In April 2017 the ShadowBrokers hacker group leaked EternalBlue – a Windows OS exploit. This exploit was turned into a devastating ransomware just a month after its release to the public, when it was dubbed WannaCry. WannaCry is a blackmailing tool which encrypts a hard drive and asks the owners for ransom in the form of Bitcoin within a week, otherwise it deletes all data on the infected computer.

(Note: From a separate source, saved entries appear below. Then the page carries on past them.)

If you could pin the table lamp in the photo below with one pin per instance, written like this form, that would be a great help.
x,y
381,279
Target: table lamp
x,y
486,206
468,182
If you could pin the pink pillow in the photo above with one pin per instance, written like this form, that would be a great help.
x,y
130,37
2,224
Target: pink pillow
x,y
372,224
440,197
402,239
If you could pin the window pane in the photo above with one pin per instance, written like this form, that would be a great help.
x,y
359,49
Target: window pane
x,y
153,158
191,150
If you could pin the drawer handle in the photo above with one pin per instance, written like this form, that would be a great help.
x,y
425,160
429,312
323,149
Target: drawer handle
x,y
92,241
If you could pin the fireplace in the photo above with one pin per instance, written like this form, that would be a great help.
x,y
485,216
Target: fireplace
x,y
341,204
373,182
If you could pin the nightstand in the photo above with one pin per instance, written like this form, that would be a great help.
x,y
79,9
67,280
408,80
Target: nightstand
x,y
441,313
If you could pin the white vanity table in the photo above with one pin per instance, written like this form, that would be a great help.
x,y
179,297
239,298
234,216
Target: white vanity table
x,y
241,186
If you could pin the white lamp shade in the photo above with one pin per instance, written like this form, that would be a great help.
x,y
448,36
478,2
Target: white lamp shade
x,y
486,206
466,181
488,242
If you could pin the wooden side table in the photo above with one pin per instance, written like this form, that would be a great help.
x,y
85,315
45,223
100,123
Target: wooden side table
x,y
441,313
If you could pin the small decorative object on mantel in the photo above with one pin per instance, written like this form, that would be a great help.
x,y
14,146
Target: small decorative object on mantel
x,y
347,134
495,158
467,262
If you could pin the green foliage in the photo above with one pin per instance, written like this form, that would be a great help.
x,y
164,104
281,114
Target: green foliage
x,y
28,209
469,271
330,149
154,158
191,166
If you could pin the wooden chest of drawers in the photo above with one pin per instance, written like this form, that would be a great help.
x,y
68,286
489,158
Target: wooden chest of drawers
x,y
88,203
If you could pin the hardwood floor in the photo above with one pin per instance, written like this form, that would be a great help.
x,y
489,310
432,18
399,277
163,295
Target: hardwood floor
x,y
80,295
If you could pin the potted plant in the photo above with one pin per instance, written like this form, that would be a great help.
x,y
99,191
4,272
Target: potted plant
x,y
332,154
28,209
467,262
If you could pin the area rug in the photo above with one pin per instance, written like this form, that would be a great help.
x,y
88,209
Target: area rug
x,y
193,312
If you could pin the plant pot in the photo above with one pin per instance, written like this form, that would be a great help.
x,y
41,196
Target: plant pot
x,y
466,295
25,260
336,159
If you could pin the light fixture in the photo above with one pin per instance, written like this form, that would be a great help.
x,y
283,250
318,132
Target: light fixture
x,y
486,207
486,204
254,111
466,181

These days EternalBlue has a new purpose – mining. This worm is called WannaMine and while it may not seem as devastating as WannaCry at first glance, CrowdStrike claims companies and institutions are being taken offline for weeks at a time because of the mining locking up their computers with off-the-charts CPU usage.
The number of infected machines keeps growing because it’s exceptionally difficult to detect infections. The exploit does not rely on downloading additional software, and the computer is easily infected by opening an email or a web page. WannaMine then uses the Powershell and Windows Management Instrumentation apps to do its dirty work.
WannaMine does not utilize EternalBlue immediately – it first uses Mimikatz, a tool which pulls usernames and passwords out of computer memory. If this fails, EternalBlue activates. Should a computer be connected to a larger network and the harvesting of data proves successful, the whole network gets infected.
The cryptocurrency being mined is Monero because it doesn’t need expensive hardware and can be mined on a personal computer invisibly. The only way to notice it is noticing the computer slowing down.
Adyllkuzz was the first worm which used EternalBlue, but WannaMine is far more sophisticated in that it doesn’t download additional tools. By using tools already present on every Windows machine, WannaMine easily remains undetected for long periods of time.
More infections are expected before a good antidote is developed.